Giddings, O.K., Eickhoff, C.S., Smith, T.J., Bryant, L.A., Hoft, D.F.
Infection and immunity 2006 v.74 no.10 pp. 5549-5560
DNA, T-lymphocytes, Trypanosoma cruzi, antibodies, immune response, immunoglobulin A, immunohistochemistry, interferon-gamma, lymph nodes, mice, models, mucosal immunity, nasal cavity, parasites, quantitative polymerase chain reaction, trypomastigotes, vaccines
Trypanosoma cruzi is a protozoan parasite that can initiate mucosal infection after conjunctival exposure. The anatomical route of T. cruzi invasion and spread after conjunctival parasite contamination remains poorly characterized. In the present work we have identified the sites of initial invasion and replication after contaminative conjunctival challenges with T. cruzi metacyclic trypomastigotes using a combination of immunohistochemical and real-time PCR confirmatory techniques in 56 mice between 3 and 14 days after challenge. Our results demonstrate that the predominant route of infection involves drainage of parasites through the nasolacrimal duct into the nasal cavity.

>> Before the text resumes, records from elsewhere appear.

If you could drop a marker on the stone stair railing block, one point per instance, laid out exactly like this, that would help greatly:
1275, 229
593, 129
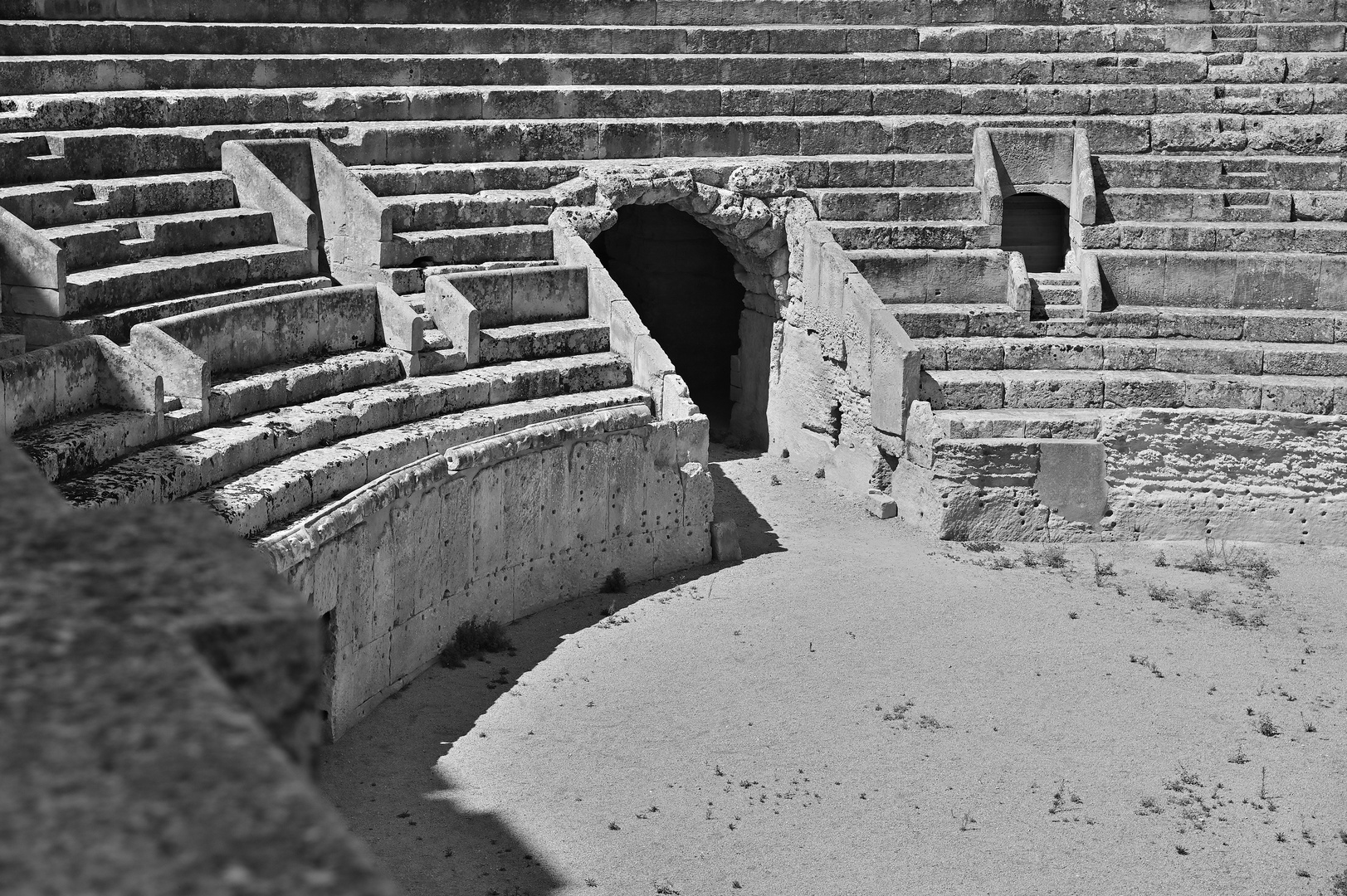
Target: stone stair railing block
73, 377
278, 178
454, 315
32, 270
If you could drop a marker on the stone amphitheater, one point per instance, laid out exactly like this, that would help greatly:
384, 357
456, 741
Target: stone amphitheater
434, 308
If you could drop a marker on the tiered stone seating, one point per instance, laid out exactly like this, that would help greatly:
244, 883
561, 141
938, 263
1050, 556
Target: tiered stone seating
144, 247
1215, 252
298, 402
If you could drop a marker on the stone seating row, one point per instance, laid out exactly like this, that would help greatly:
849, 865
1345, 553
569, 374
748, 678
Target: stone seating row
715, 12
178, 108
144, 38
25, 75
281, 405
110, 153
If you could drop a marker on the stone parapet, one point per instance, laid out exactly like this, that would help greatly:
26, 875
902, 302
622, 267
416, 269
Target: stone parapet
495, 528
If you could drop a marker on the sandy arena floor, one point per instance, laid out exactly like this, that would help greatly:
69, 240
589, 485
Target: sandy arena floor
860, 709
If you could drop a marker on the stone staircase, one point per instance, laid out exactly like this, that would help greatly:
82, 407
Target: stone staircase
302, 418
146, 247
1215, 135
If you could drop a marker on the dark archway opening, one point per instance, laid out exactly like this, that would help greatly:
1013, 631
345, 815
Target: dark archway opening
1035, 226
682, 283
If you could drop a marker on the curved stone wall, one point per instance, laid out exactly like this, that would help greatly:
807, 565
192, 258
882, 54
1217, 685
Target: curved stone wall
495, 528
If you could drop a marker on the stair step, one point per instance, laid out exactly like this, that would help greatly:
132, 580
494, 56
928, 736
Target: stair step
112, 241
460, 211
471, 246
1219, 173
1022, 423
116, 325
182, 275
1144, 322
268, 499
300, 382
26, 75
1202, 236
1167, 354
207, 457
814, 172
981, 390
896, 204
915, 235
549, 338
1186, 205
412, 280
51, 205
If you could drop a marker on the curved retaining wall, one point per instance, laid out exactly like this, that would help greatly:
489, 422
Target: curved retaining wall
496, 528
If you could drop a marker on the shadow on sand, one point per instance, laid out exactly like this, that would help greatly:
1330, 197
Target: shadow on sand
756, 535
382, 774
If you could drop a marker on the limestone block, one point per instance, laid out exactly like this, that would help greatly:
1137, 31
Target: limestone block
1297, 397
988, 462
1143, 390
1129, 356
489, 596
486, 541
1032, 391
663, 499
1304, 363
1072, 480
538, 587
1276, 282
417, 641
456, 535
725, 542
1059, 100
1029, 354
419, 544
763, 181
360, 674
1273, 328
1202, 326
1210, 358
982, 392
881, 505
1219, 392
977, 353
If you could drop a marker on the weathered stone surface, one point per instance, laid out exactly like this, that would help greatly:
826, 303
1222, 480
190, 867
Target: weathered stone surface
163, 680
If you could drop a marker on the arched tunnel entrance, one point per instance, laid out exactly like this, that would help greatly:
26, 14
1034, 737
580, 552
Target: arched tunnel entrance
1035, 226
681, 279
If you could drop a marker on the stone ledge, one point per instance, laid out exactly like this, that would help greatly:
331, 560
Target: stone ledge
160, 694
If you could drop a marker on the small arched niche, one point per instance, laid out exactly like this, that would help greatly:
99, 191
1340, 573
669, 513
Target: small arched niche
1036, 226
681, 279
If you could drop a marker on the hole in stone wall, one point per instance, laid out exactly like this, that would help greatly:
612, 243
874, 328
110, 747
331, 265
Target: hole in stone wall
1035, 226
682, 283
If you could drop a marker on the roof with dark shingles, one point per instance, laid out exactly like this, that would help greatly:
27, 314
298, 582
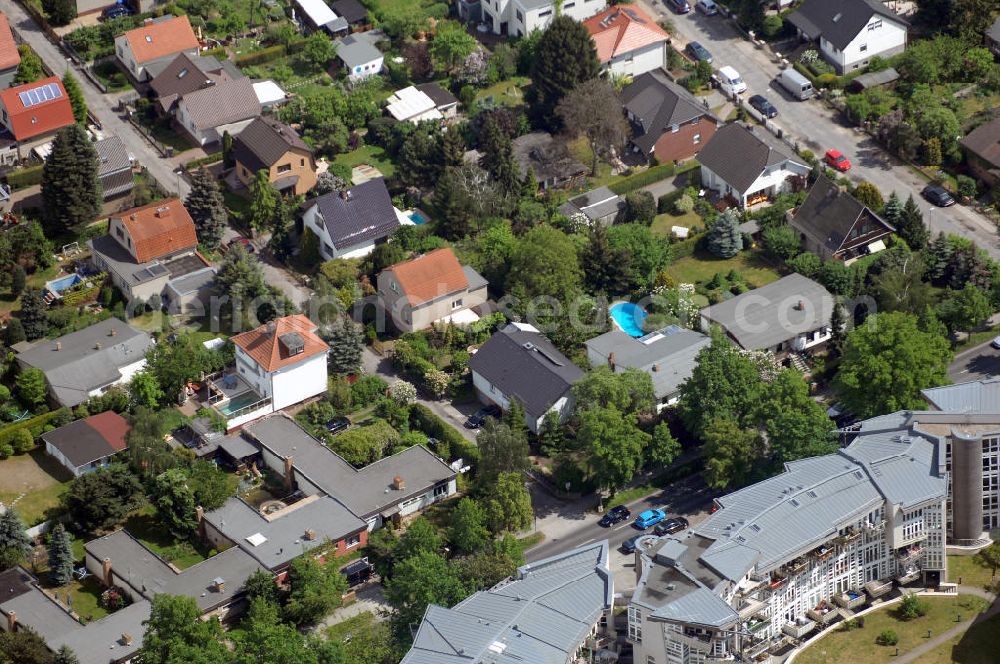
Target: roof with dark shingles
366, 213
90, 439
538, 375
839, 21
657, 103
828, 215
984, 142
739, 155
264, 141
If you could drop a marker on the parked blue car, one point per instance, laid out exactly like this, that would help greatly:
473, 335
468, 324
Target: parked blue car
649, 518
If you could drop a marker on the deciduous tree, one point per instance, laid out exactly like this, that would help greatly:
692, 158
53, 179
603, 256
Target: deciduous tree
593, 109
564, 57
71, 188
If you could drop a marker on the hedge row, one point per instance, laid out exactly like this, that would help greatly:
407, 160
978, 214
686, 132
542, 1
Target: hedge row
685, 247
25, 177
36, 425
647, 177
422, 418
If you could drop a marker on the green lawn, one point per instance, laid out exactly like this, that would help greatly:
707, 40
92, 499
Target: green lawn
663, 222
979, 644
146, 528
36, 475
969, 570
505, 93
368, 154
83, 596
847, 647
703, 266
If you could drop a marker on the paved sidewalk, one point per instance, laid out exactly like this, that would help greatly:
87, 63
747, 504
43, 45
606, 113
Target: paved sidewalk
959, 629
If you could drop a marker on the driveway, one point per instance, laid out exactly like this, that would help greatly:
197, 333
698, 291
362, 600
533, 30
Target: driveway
100, 104
817, 127
977, 363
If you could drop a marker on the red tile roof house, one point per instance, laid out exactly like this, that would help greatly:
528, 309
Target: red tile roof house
628, 41
88, 444
155, 43
32, 114
10, 59
153, 251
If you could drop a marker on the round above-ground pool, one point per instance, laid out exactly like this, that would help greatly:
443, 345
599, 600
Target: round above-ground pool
629, 317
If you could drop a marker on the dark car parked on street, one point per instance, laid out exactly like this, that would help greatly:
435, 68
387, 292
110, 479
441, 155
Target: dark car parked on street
477, 419
763, 106
937, 195
671, 526
615, 515
338, 425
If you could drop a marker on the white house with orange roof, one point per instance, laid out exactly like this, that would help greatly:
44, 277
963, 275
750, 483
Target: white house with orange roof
628, 41
148, 49
278, 364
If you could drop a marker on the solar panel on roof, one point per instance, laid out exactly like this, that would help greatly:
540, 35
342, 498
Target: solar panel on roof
36, 96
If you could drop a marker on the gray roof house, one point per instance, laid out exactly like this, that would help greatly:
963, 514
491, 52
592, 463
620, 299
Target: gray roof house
748, 165
549, 158
542, 615
600, 206
517, 362
850, 32
208, 113
349, 223
115, 170
791, 314
668, 356
83, 364
834, 224
359, 55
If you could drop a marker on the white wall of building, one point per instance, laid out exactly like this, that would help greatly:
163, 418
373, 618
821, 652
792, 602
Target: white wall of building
881, 36
639, 61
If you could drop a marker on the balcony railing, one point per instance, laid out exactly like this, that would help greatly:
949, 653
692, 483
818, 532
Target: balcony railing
878, 588
824, 613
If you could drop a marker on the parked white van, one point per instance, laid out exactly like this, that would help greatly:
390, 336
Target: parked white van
796, 84
731, 82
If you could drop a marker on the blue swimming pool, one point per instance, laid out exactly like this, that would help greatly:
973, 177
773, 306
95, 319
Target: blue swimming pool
417, 217
629, 317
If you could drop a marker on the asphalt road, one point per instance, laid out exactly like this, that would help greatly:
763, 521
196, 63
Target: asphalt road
99, 104
818, 128
979, 362
689, 498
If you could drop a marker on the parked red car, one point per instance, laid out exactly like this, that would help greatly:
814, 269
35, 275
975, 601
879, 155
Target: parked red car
837, 161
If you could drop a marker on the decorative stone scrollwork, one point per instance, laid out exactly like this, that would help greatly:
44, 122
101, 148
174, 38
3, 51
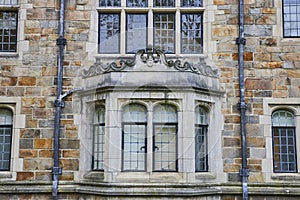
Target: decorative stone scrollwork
150, 57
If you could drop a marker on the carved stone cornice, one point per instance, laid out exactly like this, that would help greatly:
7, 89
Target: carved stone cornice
150, 57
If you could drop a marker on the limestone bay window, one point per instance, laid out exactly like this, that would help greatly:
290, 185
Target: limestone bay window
156, 119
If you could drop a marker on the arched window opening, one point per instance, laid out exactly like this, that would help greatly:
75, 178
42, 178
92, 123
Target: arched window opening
284, 141
165, 125
134, 126
201, 126
99, 138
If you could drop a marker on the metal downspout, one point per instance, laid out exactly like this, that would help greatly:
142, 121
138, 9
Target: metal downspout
59, 104
242, 105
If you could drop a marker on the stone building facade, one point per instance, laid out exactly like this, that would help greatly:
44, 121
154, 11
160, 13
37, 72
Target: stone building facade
189, 98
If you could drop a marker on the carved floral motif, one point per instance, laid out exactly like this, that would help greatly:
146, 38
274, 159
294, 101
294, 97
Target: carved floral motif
150, 57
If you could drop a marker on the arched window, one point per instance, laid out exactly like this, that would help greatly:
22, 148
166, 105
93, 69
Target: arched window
99, 138
284, 141
6, 126
134, 126
201, 125
165, 124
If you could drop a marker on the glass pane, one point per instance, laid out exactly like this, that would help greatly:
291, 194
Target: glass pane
110, 3
165, 147
191, 3
134, 147
291, 21
191, 33
8, 29
136, 37
164, 3
109, 33
8, 2
282, 118
99, 138
200, 116
284, 150
137, 3
164, 32
6, 117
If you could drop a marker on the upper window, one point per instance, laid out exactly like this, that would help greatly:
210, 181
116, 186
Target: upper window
284, 141
99, 138
201, 124
6, 122
291, 18
8, 26
128, 26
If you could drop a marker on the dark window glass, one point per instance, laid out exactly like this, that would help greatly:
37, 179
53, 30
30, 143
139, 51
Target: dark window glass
134, 142
6, 119
291, 18
136, 37
191, 33
201, 157
164, 32
109, 33
8, 31
284, 142
99, 138
165, 138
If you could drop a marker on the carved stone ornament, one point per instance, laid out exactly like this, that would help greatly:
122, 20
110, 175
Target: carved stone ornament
150, 57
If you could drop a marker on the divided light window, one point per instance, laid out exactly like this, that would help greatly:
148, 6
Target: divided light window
6, 123
8, 25
284, 141
99, 138
201, 125
291, 18
127, 26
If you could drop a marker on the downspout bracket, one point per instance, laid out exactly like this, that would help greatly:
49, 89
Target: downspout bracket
61, 41
244, 172
242, 105
241, 41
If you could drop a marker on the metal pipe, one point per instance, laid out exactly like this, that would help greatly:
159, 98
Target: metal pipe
61, 42
244, 172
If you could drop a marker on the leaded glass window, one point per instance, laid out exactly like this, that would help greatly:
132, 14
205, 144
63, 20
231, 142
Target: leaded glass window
99, 138
201, 125
8, 31
284, 141
140, 23
6, 122
165, 124
134, 126
291, 18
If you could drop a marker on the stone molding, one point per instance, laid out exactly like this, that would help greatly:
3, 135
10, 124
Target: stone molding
150, 57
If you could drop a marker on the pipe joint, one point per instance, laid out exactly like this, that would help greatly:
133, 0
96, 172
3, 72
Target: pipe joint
242, 105
61, 41
244, 172
59, 103
56, 170
240, 41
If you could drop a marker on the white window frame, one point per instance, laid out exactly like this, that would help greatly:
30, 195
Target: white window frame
177, 9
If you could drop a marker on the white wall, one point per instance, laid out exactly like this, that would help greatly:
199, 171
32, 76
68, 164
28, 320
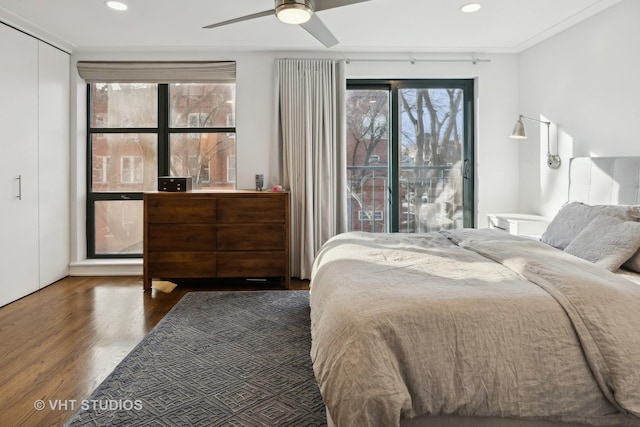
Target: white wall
256, 103
585, 81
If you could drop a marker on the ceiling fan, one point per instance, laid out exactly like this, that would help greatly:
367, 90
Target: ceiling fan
300, 12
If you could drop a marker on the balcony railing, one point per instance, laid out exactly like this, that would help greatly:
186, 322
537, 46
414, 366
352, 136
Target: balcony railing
430, 198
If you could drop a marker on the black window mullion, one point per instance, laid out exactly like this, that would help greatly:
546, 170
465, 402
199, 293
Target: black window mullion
394, 164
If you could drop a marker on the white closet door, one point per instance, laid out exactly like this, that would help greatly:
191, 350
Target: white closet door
18, 165
54, 163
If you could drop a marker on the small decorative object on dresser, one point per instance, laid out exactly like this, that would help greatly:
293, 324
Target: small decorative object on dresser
259, 181
203, 234
175, 183
526, 225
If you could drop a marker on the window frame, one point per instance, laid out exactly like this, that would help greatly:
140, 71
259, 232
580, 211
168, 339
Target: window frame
163, 132
393, 86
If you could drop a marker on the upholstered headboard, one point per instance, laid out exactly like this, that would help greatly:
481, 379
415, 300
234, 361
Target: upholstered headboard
605, 180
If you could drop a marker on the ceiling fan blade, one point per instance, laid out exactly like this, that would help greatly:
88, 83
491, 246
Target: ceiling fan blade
242, 18
317, 29
331, 4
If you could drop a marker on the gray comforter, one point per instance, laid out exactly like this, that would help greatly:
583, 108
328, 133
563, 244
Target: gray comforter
471, 322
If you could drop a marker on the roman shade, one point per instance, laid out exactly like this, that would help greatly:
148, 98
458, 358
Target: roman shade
157, 72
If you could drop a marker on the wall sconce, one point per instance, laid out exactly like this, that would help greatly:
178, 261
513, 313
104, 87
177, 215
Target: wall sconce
553, 160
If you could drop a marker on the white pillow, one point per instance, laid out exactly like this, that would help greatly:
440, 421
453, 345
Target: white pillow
575, 216
607, 241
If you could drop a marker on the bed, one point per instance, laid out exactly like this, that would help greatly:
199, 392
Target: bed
477, 327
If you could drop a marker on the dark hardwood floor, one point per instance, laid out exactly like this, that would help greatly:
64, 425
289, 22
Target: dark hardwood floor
58, 344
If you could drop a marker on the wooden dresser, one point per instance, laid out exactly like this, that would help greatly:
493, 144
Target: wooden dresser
226, 234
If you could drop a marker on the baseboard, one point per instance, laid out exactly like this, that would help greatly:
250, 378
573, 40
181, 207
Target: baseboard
106, 267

Initial parasite invasion occurs within the ductal and respiratory epithelia. After successive waves of intracellular replication and cell-to-cell spread, parasites drain via local lymphatic channels to lymph nodes and then disseminate through the blood to distant tissues. This model of conjunctival challenge was used to identify immune responses associated with protection against mucosal infection. Preceding mucosal infection induces mucosal immunity, resulting in at least 50-fold reductions in recoverable tissue parasite DNA in immune mice compared to controls 10 days after conjunctival challenge (P < 0.05). Antigen-specific gamma interferon production by T cells was increased at least 100-fold in cells harvested from immune mice (P < 0.05). Mucosal secretions containing T. cruzi-specific secretory immunoglobulin A harvested from immune mice were shown to protect against mucosal parasite infection (P < 0.05), demonstrating that mucosal antibodies can play a role in T. cruzi immunity. This model provides an important tool for detailed studies of mucosal immunity necessary for the development of mucosal vaccines.